Apesar de tudo, faltava à história da arte um Alexandre Herculano que moderasse as ideações inconsistentes e praticasse a investigação arquivística, a inventariação e a crítica informada. A historiografia artística continuava a carecer de autonomia epistemológica e permanecia fora do sistema universitário. As escolas de belas-artes não promoviam a investigação histórica. Isso explica, aliás, a oratória antiquada de um dos directores, Francisco de Assis Rodrigues (Lisboa, 1801-1877), em discursos dos anos cinquenta e sessenta e o apego a Winckelmann patente no Dicionário de Pintura, Escultura e Arquitectura (1875).
Foi neste contexto, ainda tão propício ao diletantismo e à retórica nacional, que emergiu Joaquim de Vasconcelos (Porto, 1849 – Porto, 1936), unanimemente considerado o primeiro grande historiador de arte português.
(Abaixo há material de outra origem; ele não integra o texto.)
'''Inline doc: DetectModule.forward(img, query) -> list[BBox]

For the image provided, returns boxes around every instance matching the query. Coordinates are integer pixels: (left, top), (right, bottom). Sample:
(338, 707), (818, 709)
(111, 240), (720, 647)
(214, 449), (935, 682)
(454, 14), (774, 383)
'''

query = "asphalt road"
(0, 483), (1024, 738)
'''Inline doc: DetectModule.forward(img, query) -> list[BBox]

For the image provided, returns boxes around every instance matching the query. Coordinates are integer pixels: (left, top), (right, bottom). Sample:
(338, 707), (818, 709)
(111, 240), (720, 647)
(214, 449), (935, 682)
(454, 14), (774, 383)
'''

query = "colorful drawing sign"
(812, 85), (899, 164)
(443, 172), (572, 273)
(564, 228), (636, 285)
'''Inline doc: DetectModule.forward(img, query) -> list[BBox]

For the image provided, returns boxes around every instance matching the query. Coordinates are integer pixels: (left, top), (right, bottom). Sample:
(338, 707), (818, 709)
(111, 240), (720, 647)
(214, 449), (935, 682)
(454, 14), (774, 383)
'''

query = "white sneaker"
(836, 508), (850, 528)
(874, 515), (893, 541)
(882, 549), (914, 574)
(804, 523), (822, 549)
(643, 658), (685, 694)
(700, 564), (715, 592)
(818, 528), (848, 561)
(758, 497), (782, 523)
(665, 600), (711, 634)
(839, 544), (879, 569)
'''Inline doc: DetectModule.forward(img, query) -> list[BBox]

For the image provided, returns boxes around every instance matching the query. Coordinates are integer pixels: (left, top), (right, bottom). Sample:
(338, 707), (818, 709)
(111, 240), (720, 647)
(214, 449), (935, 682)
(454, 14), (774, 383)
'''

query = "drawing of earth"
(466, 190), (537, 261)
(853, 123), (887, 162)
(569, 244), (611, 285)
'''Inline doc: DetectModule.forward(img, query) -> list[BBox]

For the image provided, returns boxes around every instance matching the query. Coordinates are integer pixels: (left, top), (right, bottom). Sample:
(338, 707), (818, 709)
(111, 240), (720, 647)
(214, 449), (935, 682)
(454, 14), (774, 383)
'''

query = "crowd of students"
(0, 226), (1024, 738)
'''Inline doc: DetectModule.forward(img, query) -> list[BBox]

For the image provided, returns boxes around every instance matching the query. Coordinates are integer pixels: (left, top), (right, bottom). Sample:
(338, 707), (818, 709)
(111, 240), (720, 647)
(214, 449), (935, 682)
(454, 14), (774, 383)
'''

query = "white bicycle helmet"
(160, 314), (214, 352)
Reynaldo dos Santos refere-o, em 1922, como «o ilustre mestre e verdadeiro iniciador dos estudos de crítica histórica sobre arte em Portugal» (A Torre de Belém, Coimbra, 1922, p. 10), e, em 1929, como um verdadeiro marco balizando dois tempos: «A historiografia da Arte em Portugal pode dividir-se em dois períodos – um antes do Sr. Joaquim de Vasconcelos, e outro, que ele iniciou». («Joaquim de Vasconcelos», Ilustração Moderna, Porto, Fevereiro de 1929, p. 282). A sua formação na Alemanha conferiu-lhe uma competência metodológica e crítica muito superior à que vigorava no nosso País. E promoveu nele a intransigência em relação à mediania e às formas mais superficiais de patriotismo artístico.
«Nascemos em Portugal», escreveu em 1873; «a existência física prende-nos aqui, mas essa é frágil e pode durar apenas a existência regular de uma vida; a existência intelectual e moral devemo-la à Alemanha» (O Consumado Germanista…, Porto, p. 1). Filho de um negociante, órfão desde os quatro anos, foi enviado para Hamburgo em 1859. Regressou seis anos depois com o intuito de se preparar para o ingresso na universidade, mas acabou por desistir desse projecto. Sentiu então um «retraimento nos estudos» e um «profundo nojo» pela sociedade. As palavras são suas. Respondeu a ambos com um labor constante, de que resultou uma avultada obra sobre arquitectura, escultura, pintura, cerâmica, artes industriais, ourivesaria, música e ensino artístico. Viu «não só os monumentos de Portugal de norte a sul, mas a sua escultura, a ourivesaria, a pintura, o mobiliário, a faiança, a indumentária, os bordados, todos os aspectos enfim das formas decorativas e das suas tradições, a par de uma cultura da história geral da arte, um domínio da sua bibliografia e o conhecimento das obras estranhas, essenciais para o estudo das afinidades e das origens da arte nacional» (Reynaldo dos Santos, art. cit., pp. 282-283).